Coal India share price is in focus after a big downgrade from the key brokerage house, Nuvama Institutional Equities. They have slashed the target for Coal India share price to Rs 367 per share from Rs 405 a share earlier. The new target price implies that the stock could potentially fall another 8% from current levels. Nuvama has also downgraded its recommendation for the stock to Reduce. This is because they believe that volume growth is a big risk and even 2–3% growth could be a tall ask between now and FY27.

Nuvama on Coal India: Risks to volume growth

One of the big concerns for Nuvama is the volume growth outlook for Coal India. According to them, the “long-term volume growth is at risk; Coal India started FY26 on a soft note with sales volume down 4.7% YoY during April-May.” They expect volumes to decline in June as well. Not only was there a fall in pre-Monsoon demand, but also volumes from captive and commercial mines are on the rise. This is likely to affect Coal India volumes. Nuvama has also cut volume estimates by 2% each year for FY26 and FY27.

Nuvama on Coal India: Production, volume, cost mis-match

Nuvama pointed out that the higher inventory also restricts any major production volume growth. Coal India management had earlier guided for an increase in stripping ratio to 2.67x. Between FY20-FY25, it averaged 2.31x and this is also expected to increase the production cost. “This along with the lack of meaningful production growth (no operating leverage) will increase overall cost of production in FY26,” added Nuvama. As the next wage revision is due in June next year, costs are expected to increase in FY27 as well amid higher employee cost.
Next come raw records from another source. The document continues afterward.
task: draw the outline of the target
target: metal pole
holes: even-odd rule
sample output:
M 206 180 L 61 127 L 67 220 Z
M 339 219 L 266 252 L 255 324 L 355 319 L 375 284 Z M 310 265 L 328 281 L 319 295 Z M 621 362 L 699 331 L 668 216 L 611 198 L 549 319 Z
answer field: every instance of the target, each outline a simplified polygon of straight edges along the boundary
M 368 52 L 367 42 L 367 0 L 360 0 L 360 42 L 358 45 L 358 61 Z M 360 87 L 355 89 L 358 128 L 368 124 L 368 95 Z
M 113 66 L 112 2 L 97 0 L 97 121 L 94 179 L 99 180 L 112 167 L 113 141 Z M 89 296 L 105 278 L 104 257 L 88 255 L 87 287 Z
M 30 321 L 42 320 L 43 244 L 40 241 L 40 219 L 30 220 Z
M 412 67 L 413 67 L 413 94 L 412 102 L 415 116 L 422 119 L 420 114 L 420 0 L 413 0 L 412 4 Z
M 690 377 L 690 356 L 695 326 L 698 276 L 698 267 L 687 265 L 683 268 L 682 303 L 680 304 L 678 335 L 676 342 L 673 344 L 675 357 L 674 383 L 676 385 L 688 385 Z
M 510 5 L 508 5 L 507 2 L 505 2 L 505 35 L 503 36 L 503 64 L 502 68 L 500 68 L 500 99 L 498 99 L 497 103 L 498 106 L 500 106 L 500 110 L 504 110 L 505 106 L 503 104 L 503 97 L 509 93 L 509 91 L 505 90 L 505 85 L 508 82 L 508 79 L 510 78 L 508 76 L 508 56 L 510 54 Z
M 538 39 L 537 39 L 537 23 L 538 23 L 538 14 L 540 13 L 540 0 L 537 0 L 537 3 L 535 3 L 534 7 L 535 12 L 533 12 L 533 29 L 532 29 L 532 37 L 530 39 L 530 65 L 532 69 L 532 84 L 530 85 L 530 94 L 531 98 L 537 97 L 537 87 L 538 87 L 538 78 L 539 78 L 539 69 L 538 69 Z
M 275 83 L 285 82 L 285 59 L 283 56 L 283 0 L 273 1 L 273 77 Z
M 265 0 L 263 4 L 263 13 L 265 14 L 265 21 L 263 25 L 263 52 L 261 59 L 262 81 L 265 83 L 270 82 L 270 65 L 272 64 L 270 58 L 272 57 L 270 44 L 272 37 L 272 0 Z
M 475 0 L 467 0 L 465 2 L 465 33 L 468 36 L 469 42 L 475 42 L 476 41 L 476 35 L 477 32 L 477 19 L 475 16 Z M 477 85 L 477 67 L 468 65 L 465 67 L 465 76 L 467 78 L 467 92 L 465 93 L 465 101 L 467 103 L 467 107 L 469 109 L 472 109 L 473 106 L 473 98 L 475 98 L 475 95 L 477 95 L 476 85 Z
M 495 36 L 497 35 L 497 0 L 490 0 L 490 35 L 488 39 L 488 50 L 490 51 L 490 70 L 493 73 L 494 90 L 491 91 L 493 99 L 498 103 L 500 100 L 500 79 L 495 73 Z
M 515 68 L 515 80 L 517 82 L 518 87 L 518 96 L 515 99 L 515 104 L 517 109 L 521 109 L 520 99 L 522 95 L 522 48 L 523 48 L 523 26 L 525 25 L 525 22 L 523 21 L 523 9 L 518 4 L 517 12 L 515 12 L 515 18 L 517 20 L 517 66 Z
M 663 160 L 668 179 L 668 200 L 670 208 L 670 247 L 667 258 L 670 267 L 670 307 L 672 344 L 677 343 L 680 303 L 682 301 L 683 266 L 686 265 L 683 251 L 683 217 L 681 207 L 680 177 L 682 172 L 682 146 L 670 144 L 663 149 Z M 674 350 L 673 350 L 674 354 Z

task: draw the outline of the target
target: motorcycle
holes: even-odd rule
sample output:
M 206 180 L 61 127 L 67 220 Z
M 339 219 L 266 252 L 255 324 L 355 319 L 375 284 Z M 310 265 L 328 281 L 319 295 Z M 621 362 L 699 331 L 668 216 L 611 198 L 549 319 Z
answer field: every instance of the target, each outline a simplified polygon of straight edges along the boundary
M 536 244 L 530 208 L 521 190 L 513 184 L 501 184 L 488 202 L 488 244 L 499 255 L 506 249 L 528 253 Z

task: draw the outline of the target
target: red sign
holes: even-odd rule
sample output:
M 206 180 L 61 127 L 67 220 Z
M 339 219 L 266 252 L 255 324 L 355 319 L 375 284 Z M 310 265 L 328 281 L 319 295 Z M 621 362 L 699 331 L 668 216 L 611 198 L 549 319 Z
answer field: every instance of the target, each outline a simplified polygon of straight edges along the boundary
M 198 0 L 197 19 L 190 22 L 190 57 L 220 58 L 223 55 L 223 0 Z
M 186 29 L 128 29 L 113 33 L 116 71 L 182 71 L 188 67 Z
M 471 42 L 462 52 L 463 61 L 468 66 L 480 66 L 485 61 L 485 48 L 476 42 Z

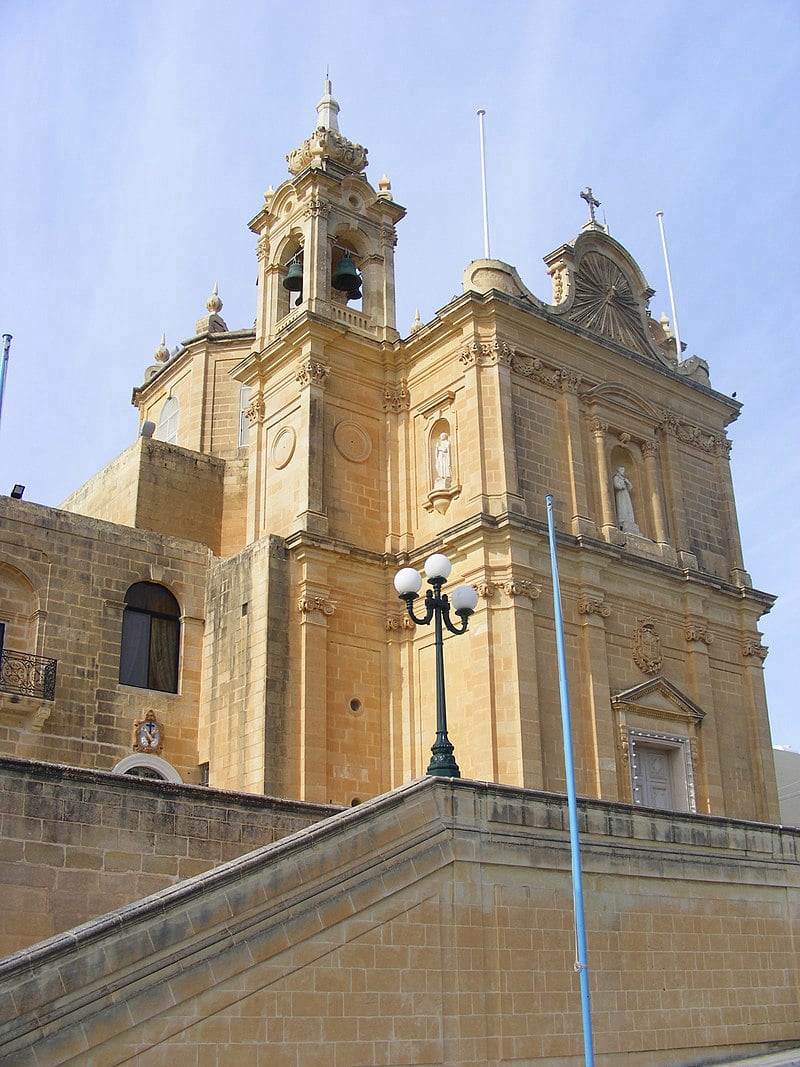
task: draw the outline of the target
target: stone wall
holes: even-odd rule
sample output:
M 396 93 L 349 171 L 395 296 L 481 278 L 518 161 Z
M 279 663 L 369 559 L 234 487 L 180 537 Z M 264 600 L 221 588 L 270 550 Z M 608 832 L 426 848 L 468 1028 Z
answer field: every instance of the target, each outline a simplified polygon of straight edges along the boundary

Nuvama on Coal India: Lower e-auction price a concern

Lower global coal prices are also expected to put pressure on e-auction prices. This is another key risk, as per Nuvama. They explained that the Indonesian thermal coal prices have been under pressure in the last one year and are trading lower at $115 per tonne. “Further fall in global coal prices is possible, and it may not have bottomed out. “We observe Coal India’s e-auction prices too have drifted down and any push to volume under e-auction will put prices under further pressure,” they added.

All eyes on Bharat Coking Coal IPO

Apart from the fall in global coal prices, the sharp fall in e-auction prices and lower-than-expected volume growth, all eyes are also on the sale of the Govt’s stake via OFS. The Coal India subsidiary, Bharat Coking Coal, IPO is scheduled this year, but the IPO dates have not been announced yet. The DRHP indicates that the issue will be bookbuilding one of 46.57 crore shares. The issue is entirely an offer for sale of 46.57 crore shares. The DRHP was filed with SEBI on May 30.